Remembering an old friend

Mike Fisher

1972 – 2002

It was 5 years ago today that my first husband passed away.  It’s been very weird thinking about it.  It feels like such a long time ago.  Maybe 5 years is a long time.  So much has happened and changed in my life.  I’m married again and have a new beautiful baby girl.  When Mike passed away, I wondered if there was any hope of having the joy of a new baby again.  I wondered about a lot of things.  How would my boys grow up without a father?  But in that first year after Mike died, God showed me again and again that He is their heavenly Father and that He would take care of us.  There were times when my oldest boy would say he felt God telling him He loved him.  Over and over that happened in the first year.  God was holding us very close.  And God did have a plan.  He was not taken by surprise at Mike’s death.  It was so cool (although an emotional roller coaster at times) to see how things worked out.  I married Mike’s best friend from high school, someone the kids knew from birth, and living right next door to us.  How amazing is that?!

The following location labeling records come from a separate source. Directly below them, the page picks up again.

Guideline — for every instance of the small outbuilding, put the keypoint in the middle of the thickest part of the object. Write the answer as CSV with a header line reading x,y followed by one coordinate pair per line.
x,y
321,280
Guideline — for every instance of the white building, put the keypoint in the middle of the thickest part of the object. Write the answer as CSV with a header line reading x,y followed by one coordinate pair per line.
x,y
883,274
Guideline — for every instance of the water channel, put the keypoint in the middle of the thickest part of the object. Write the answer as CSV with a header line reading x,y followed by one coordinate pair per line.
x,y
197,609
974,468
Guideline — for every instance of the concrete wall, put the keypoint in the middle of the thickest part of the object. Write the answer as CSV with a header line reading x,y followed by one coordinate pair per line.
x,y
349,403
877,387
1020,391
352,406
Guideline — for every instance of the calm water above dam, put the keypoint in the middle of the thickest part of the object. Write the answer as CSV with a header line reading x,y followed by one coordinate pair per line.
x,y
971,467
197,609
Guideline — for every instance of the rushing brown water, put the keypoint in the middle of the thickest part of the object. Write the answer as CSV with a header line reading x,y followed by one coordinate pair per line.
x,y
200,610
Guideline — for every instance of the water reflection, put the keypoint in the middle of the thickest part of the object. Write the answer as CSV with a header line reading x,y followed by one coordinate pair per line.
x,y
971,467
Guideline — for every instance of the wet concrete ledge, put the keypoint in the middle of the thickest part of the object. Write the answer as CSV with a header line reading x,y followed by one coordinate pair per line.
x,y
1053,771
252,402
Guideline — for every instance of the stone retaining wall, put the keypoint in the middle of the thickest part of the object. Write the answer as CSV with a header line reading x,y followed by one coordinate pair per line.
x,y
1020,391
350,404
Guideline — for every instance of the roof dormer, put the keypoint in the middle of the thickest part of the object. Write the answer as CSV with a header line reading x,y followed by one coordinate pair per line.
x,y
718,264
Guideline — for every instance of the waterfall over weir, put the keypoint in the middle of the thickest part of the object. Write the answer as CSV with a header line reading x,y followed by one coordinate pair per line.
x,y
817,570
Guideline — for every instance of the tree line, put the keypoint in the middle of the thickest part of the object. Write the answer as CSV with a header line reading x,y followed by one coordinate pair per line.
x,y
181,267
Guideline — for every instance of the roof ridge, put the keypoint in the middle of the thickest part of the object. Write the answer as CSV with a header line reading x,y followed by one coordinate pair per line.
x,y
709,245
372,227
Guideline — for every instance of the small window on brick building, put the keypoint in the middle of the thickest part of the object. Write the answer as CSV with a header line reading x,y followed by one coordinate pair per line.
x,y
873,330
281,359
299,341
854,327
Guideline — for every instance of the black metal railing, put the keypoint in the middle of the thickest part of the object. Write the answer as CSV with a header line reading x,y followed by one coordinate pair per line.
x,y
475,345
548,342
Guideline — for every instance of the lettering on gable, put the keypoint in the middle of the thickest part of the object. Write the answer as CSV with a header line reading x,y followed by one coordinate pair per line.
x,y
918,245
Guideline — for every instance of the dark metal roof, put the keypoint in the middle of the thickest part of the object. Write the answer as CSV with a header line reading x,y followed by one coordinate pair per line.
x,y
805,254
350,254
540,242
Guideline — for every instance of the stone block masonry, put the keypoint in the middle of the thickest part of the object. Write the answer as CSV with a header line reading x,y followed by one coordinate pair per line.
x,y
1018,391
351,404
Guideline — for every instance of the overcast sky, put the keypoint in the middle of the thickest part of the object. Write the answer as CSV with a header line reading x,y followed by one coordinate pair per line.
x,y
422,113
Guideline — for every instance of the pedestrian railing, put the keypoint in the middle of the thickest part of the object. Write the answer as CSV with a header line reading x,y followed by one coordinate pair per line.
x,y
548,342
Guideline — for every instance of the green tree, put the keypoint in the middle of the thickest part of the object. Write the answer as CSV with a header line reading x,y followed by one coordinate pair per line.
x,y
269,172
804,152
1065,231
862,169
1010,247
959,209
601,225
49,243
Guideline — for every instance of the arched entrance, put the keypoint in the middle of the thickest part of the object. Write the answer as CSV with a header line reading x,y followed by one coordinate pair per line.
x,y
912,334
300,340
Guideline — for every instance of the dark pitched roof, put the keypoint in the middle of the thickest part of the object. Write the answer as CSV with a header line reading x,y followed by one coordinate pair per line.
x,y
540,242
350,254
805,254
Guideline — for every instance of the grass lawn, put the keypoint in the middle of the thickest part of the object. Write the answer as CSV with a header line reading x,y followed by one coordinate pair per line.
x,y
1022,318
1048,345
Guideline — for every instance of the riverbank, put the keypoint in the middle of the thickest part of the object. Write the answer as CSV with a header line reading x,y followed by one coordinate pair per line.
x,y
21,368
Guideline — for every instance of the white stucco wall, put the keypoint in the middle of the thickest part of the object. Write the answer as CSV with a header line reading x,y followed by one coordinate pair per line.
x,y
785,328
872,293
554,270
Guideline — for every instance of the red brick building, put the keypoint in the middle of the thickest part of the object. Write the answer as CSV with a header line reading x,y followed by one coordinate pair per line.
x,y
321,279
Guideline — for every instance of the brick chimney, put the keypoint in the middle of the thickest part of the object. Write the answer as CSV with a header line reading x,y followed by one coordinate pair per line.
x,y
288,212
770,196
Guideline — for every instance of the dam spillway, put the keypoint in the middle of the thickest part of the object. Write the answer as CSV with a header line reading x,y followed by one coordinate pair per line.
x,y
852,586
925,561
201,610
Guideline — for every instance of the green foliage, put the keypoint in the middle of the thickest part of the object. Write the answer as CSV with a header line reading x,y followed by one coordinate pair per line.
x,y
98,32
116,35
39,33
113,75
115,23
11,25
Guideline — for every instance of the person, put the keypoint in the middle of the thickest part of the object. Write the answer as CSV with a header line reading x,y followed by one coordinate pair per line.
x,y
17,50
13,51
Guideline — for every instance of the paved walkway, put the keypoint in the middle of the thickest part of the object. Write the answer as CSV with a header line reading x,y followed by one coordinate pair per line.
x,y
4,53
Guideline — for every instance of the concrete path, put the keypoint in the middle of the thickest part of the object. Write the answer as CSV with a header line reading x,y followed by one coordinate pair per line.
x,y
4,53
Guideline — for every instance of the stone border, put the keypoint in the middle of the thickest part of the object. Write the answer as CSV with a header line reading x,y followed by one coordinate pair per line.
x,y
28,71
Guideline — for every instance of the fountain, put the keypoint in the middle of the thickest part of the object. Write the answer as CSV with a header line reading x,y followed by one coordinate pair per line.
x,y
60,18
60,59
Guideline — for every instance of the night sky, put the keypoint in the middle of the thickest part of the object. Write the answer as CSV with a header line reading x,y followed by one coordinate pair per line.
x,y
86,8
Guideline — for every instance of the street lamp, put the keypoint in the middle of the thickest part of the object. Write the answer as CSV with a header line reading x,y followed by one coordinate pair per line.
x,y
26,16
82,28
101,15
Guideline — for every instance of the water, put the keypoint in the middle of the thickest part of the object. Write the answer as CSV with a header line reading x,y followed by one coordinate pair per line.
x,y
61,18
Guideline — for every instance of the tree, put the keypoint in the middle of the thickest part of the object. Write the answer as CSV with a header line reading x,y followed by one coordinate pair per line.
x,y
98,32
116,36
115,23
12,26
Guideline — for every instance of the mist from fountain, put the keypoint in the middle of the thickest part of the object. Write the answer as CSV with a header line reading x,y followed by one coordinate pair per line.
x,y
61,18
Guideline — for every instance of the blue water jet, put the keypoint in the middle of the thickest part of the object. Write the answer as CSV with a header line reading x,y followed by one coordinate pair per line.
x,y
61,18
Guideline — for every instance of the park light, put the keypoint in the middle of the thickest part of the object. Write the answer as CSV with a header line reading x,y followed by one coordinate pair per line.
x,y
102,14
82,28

I miss Mike today.  He was a lot of fun, not perfect, but he made me laugh.  He was a good friend.  But I love my new life.  It’s better than I ever could have imagined it to be.  I think that’s what makes it feel weird.  Should I be this happy?  I think Mike would want me to be.  And he would have wanted the boys to have a father in their lives.  I’m glad I know where Mike is and that I’ll have a chance to see him again.  I’m looking forward to that day.

6 Replies to “Remembering an old friend

  1. started writting a bunch….then deleted it. Will be praying for you, hopefully we can talk soon.
    My heart is for you.

  2. I once heard someone say that you don’t show how much you loved someone by how sad you make the rest of your life without them. It’s wonderful that you are happy and that your boys are happy, I think it’s a wonderful legacy to a husband and father you all loved.

    ((HUGS))

  3. I didn’t realize it’s been that long since Mike died. I was looking at some pictures I took a while back when Mike was still alive. We’ll always remember him. 🙂

  4. Hard to believe it’s been that long. How fresh the memory of that day is even still. And so glad to see the beeming smile on your face today. God has richly blessed you.

  5. Mile was a friend of mine from highschool and I still miss him too. But I am very happy for the joy God has given you and the protection and companionship that he provided from Mike’s dearest friend. Blessings.

  6. Carol, I just stumbled upon your blog through Kimmy. I have been out of touch for so long that I had no idea about Mike. I’m so sorry. I was at your wedding; I remember what an awesome person he was.

    I’m happy that you’ve found someone new to love. And congratulations on your kids!!